Search code examples
pythonnumpytensorflowkerasconv-neural-network

Image folding by dividing into grid for convolutional neural network


Suppose I have a 300 x 300 input image with 1 channel, contained in a numpy array with shape (300, 300, 1). And the channel is single bit - either 0 or 1.

How can I divide it into a 4 x 4 grid, each grid being 75 by 75 pixels wide and stack the grids together by summing up the bits?

In the end, I'd have a single numpy array that's (75, 75, 1). The value of the last channel can range from 0 to 16 at this point.

How well would this work as an input to a convolutional neural network? Is this an effective way of shrinking my input?


Solution

  • You can do it using https://numpy.org/devdocs/reference/generated/numpy.lib.stride_tricks.as_strided.html

    #mocking a single channel binary image
    SIZE = 300
    X = np.random.randint(low=0, high=2, size=(SIZE,SIZE,1))
    
    BLOCK_SIZE = 4
    assert SIZE % BLOCK_SIZE == 0
    # defining the moving window by its strides
    new_stride = [X.strides[0], X.strides[1], X.strides[0]*BLOCK_SIZE, X.strides[1]*BLOCK_SIZE, X.strides[2]]
    coarsened_X = np.sum( np.lib.stride_tricks.as_strided(X, shape=[BLOCK_SIZE, BLOCK_SIZE, SIZE//BLOCK_SIZE, SIZE//BLOCK_SIZE, 1], strides=new_stride), axis=(0,1))
    

    About your final question: yeah I do think it's a relevant way of shrinking the input of your CNN, depending on how much training data you have available it can be more efficient that a first trainable convolutional layer on a very large image. Note that it's preferable to average your inputs instead of summing them for optimization purposes.

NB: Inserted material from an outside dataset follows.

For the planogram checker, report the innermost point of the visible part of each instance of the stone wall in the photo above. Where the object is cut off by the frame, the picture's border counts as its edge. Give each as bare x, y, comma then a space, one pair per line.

    A benchmark showing it's ~50x times faster for an array of your size:

    enter image description here

    edit:

    I just tried this method of doing it using only reshape and orient transform, possibly less readable and/or generalizable:

    X.reshape(BLOCK_SIZE, SIZE//BLOCK_SIZE, BLOCK_SIZE, SIZE//BLOCK_SIZE, 1, order='F').sum(axis=(0,2))
    

    I am suggesting it as it seems to be a few percent faster than the stride way. Just in case of interest.